Re: [PATCH 3/8] workqueue: Implement BH workqueues to eventually replace tasklets

From: Tejun Heo
Date: Thu Feb 01 2024 - 16:48:29 EST


Hello, Lai.

On Thu, Feb 01, 2024 at 07:02:27PM +0800, Lai Jiangshan wrote:
> On Tue, Jan 30, 2024 at 5:16 PM Tejun Heo <tj@xxxxxxxxxx> wrote:
> > @@ -1184,6 +1211,14 @@ static bool kick_pool(struct worker_pool *pool)
> > if (!need_more_worker(pool) || !worker)
> > return false;
> >
> > + if (pool->flags & POOL_BH) {
> > + if (pool->attrs->nice == HIGHPRI_NICE_LEVEL)
> > + tasklet_hi_schedule(&worker->bh_tasklet);
> > + else
> > + tasklet_schedule(&worker->bh_tasklet);
> > + return true;
> > + }
>
> I think it is more straightforward to call bh_worker_taskletfn[_hi]()
> in tasklet_action() and tasklet_hi_action() rather than add a
> worker->bh_tasklet.
>
> raise_softirq_irqoff() can be used here (kick_pool()) instead.
>
> As the changelog said, once the conversion is complete, tasklet can be
> removed and BH workqueues can directly take over the tasklet softirqs,
> in which case, then, bh_worker_taskletfn[_hi]() can directly take over
> the tasklet_action() and tasklet_hi_action().

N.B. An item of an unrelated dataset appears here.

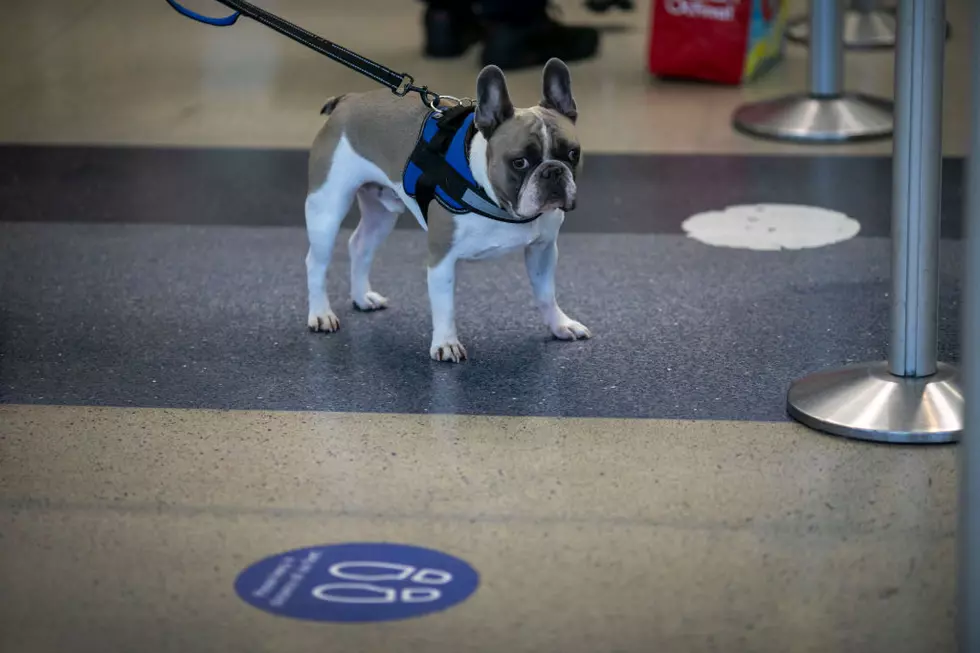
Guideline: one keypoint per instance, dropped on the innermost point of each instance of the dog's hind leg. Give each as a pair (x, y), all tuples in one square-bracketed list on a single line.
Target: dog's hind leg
[(326, 208), (380, 208)]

Hmmm.... maybe. Yeah, that'd also make it a tiny bit cheaper for hot paths.
Lemme see how that looks.

> I think wq->max_active can be forced to be UINT_MAX or ULONG_MAX
> in the max_active management code to avoid a branch here.

Good point. Will update.

> worker_attach_to_pool() and worker_detach_from_pool also access to
> worker->task with kthread_set_per_cpu() and luckily to_kthread()
> checks the NULL pointer for it.
>
> IMO, it is better to avoid calling kthread_set_per_cpu() for bh workers.

Note that BH worker pools are always DISASSOCIATED, so
worker_attach_to_pool() shouldn't call kthread_set_per_cpu(). Also, BH
workers and worker pools are never destroyed, so worker_detach_from_pool()
shouldn't be called either. I'll add WARN_ONs to clarify.

> > @@ -5605,7 +5731,12 @@ static void pr_cont_pool_info(struct worker_pool *pool)
> > pr_cont(" cpus=%*pbl", nr_cpumask_bits, pool->attrs->cpumask);
> > if (pool->node != NUMA_NO_NODE)
> > pr_cont(" node=%d", pool->node);
> > - pr_cont(" flags=0x%x nice=%d", pool->flags, pool->attrs->nice);
> > + pr_cont(" flags=0x%x", pool->flags);
> > + if (pool->flags & POOL_BH)
> > + pr_cont(" bh%s",
> > + pool->attrs->nice == HIGHPRI_NICE_LEVEL ? "-hi" : "");
> > + else
> > + pr_cont(" nice=%d", pool->attrs->nice);
>
> There are also some "worker->task" in show_pwq(), show_one_worker_pool(),
> and show_cpu_pool_hog() needing taking care of.

Ah, right, I'll hunt them down.

Thanks.

--
tejun